This is a post I’ve been wanting to do for quite a while, and I’ve waited until the release of .NET 7 to create it, because the new version of .NET brings built-in rate limiting functionality, which makes things a lot easier.
Table of Contents
1 - What is Rate Limiting?
When we create an API, sometimes, especially when it’s publicly accessible, we want to limit its usage.
This is done to prevent overuse. A clear example is in paid applications: the paid version allows X number of calls, while the free version allows many fewer:

A real world example is the YouTube API, which only lets you “query” 10,000 units (videos, comments, etc.) per day.
What is not rate limiting? It’s not a filter to restrict where a client can access or permissions, the proper solution for that is either API Keys or JWTs.
2- Why use rate limiting?
One reason is to directly put restrictions on clients, for example, only allowing X number of calls and offering a paid or premium version with a higher limit.
Another example I’ve also seen, even if it’s less common now, is when the app (or its database) can only handle X number of simultaneous calls, if you go beyond that number, the performance drops considerably or even crashes. Limiting the API calls ensures this doesn’t happen.
And of course, it protects you from DDoS attacks and similar cases.
These reasons, or a combination of them, are the most common, often, you have clients who can make all the calls they want, but there’s a little asterisk saying "10 per minute" or something similar.
3 - Implementing rate limiting in .NET
As I mentioned, in the new .NET version (version 7), rate limiting is built-in. That means if you create or update your project to net7 or higher, you’ll be able to use the middleware that lets you configure rate limiting.
For this post, I implemented rate limiting in the application for the Distribt distributed systems course, which has its code available on GitHub.
This is the full diagram, but for this example, you only need to focus on the green dot and a bit on the API key we discussed in the previous post.
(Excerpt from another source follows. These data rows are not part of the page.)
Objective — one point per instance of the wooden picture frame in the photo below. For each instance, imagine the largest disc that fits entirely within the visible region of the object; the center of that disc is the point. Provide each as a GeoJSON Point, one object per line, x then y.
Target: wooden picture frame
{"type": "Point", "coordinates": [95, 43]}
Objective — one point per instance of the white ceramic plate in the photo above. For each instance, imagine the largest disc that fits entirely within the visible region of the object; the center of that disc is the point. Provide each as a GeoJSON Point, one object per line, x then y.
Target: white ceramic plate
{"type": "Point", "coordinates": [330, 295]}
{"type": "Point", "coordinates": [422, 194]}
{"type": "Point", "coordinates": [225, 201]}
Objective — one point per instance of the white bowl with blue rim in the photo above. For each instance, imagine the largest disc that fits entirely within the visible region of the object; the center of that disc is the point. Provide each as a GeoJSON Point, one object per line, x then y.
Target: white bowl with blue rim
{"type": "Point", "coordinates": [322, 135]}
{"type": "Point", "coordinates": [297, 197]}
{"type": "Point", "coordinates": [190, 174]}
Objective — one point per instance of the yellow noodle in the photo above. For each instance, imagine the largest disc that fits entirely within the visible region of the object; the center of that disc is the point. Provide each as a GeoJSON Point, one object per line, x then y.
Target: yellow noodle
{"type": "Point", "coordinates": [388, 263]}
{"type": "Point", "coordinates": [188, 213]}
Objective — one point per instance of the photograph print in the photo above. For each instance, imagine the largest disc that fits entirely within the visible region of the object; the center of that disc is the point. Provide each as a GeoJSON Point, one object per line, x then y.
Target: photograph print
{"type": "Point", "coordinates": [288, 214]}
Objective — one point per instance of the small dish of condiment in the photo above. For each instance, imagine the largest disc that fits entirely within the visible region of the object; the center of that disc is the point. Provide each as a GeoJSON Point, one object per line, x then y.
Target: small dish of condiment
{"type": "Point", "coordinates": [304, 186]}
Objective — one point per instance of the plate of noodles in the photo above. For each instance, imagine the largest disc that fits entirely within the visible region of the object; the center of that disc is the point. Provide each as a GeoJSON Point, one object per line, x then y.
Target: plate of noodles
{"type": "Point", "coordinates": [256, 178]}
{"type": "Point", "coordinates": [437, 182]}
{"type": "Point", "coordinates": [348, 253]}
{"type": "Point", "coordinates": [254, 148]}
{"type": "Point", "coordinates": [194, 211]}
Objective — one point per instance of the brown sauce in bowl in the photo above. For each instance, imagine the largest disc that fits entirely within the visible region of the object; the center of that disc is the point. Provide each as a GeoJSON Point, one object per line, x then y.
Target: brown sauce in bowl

The library is quite complete, and we’ll explore the different options it provides. In any case, you’ll need to use the extension method to configure the rate limiting middleware with UseRateLimiter().
webappBuilder.Services.AddRateLimiter(options => {...})
app.UseRateLimiter();By the way, add the UseRateLimiter middleware before your first endpoint because, as you may recall, middlewares execute in order. 
Before moving on to the different types of rate limiting, I want to explain a bit how the library itself works, let’s look at a very simple example:
webappBuilder.Services.AddRateLimiter(options =>
    options.AddConcurrencyLimiter(policyName: "concurrencyPolicy", limiterOptions =>
    {
        limiterOptions.PermitLimit = 10;
    }));This example is the simplest: the API with this configuration will only be able to handle 10 simultaneous calls. But what about the rest?
3.1 - Queues in Rate Limiting
One option is to enable a queue, where you specify its size and the order (FIFO or LIFO)
webappBuilder.Services.AddRateLimiter(options =>
    options.AddConcurrencyLimiter(policyName: "concurrencyPolicy", limiterOptions =>
    {
        limiterOptions.PermitLimit = 10;
        limiterOptions.QueueLimit = 100;
        limiterOptions.QueueProcessingOrder = QueueProcessingOrder.OldestFirst;
    }));
3.2 - Rejecting calls with Rate Limiting
But once the simultaneous call limit and the queue are both full, what happens to the new requests coming in?
Well, if everything’s “full,” those requests will be rejected, and you can specify the status code to return with RejectionStatusCode.
webappBuilder.Services.AddRateLimiter(options =>
{
    options.RejectionStatusCode = 429; // Too many request
    options.AddConcurrencyLimiter(policyName: "concurrencyPolicy", limiterOptions =>
    {
        limiterOptions.PermitLimit = 10;
        limiterOptions.QueueLimit = 100;
        limiterOptions.QueueProcessingOrder = QueueProcessingOrder.OldestFirst;
    });
});In our case, we return 429 which is commonly used to indicate too many requests have been made. 
3.3 - Rate Limiting response message
Returning an error code is fine, but it’s not very informative, ideally, you’d include an error message using the OnRejected delegate:
webappBuilder.Services.AddRateLimiter(options =>
{
    options.RejectionStatusCode = 429; // Too many request
    options.OnRejected = async (context, token) =>
    {
        await context.HttpContext.Response.WriteAsync("too many requests, please try again later ");
    };
    options.AddConcurrencyLimiter(policyName: "concurrencyPolicy", limiterOptions =>
    {
        limiterOptions.PermitLimit = 10;
        limiterOptions.QueueLimit = 100;
        limiterOptions.QueueProcessingOrder = QueueProcessingOrder.OldestFirst;
    });
});
Ideally you’d want to standardize your responses to meet the normalization requirements of the rest of your APIs.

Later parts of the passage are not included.